Molecular sequencing and phylogenetic analysis of bioaerosols in hospital wards with different ventilation conditions
Introduction: Bioaerosols are one of major sources of hospital-acquired infections (HAI's) that can pose serious health implications to the patients, health care workers and visitors in the hospitals across the world.
Methodology: In this study, the molecular identification and phylogenetic analysis of bioaerosols collected from Orthopedic Wards (OW) and Orthopedic Emergency Rooms (OER) of six hospitals in Lahore, Pakistan was done to investigate their diversity and genetic relatedness. Moreover, the role of different ventilation practices (i.e., centrally air-conditioned and non-central air-conditioned) in determining bioaerosols load was evaluated by using both culture and non-culture based (Flow cytometry) approaches.
Results: The molecular characterization based on 16S rRNA gene and phylogenetic analysis of frequently recovered bacterial isolates showed 97-99% similarity to diverse sources i.e., air, soil and clinical strains isolated from various countries.
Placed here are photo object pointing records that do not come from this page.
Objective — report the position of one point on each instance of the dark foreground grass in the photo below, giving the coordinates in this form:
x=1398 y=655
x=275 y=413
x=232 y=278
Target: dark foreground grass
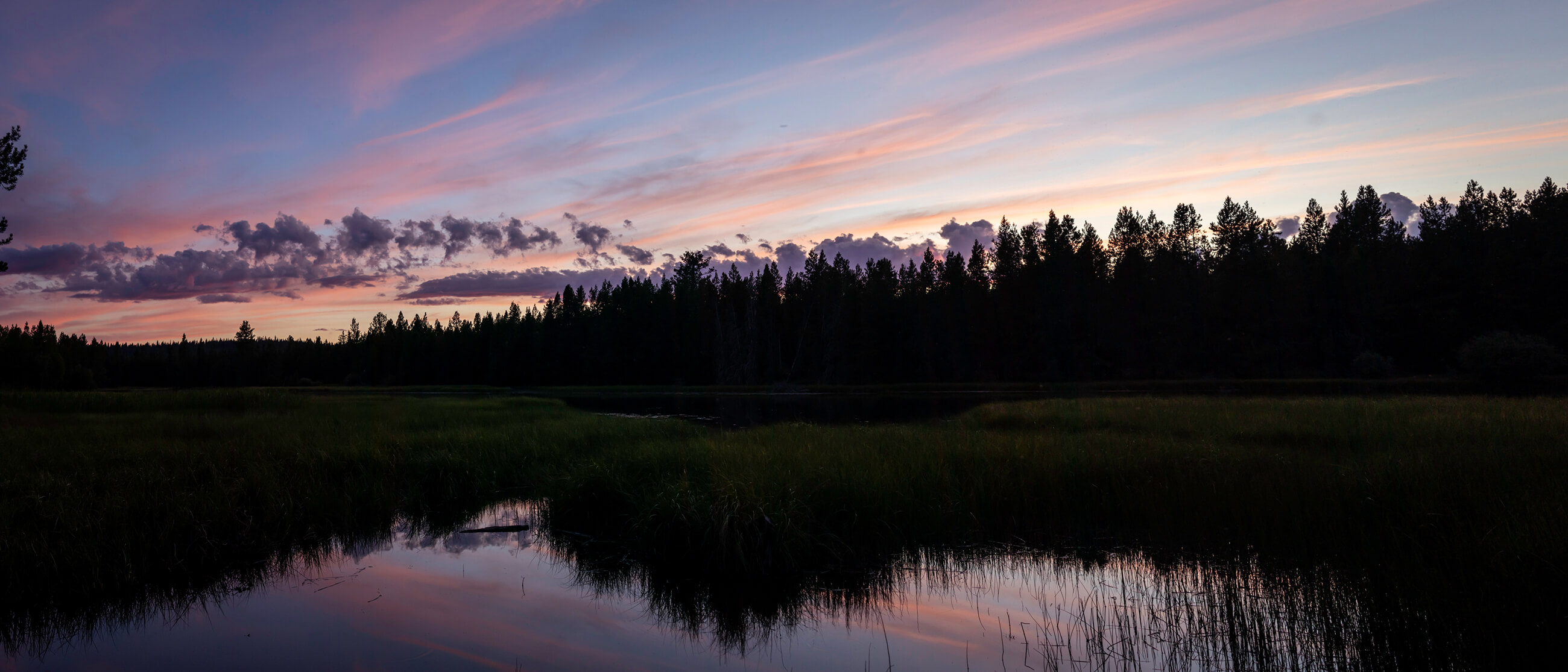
x=118 y=503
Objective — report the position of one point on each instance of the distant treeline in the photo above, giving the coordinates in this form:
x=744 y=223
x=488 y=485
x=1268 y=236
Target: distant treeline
x=1350 y=294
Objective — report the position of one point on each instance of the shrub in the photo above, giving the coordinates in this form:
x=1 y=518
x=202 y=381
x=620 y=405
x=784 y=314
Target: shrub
x=1509 y=356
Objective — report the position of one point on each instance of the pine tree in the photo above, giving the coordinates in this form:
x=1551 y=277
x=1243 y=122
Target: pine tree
x=11 y=160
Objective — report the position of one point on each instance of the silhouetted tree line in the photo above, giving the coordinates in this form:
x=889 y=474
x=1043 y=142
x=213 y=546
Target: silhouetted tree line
x=1350 y=294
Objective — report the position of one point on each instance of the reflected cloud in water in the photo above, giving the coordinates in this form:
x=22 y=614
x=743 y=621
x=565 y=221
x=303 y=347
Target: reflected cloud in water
x=540 y=599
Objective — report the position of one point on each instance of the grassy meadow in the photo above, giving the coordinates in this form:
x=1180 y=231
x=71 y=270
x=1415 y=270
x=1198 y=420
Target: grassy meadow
x=116 y=503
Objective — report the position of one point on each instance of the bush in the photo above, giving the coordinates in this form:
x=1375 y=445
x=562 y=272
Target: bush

The centrally air-conditioned hospitals had significantly lower levels of bioaerosols at most of the sites as compared to non- central air-conditioned hospitals.
Conclusions: The molecular characterization and phylogenetic analysis based on 16S rRNA gene sequences can be effective tool in identifying nature and evolution of bioaerosols, and can improve infection control and surveillance in hospitals. The observed levels of bioaerosols suggest hospitals equipped with central air conditioners have considerably more air hygiene compared to non-central air conditioning systems. These findings are imperative for informing policies on planning and implementation of infection control strategies in hospitals in resource limited settings.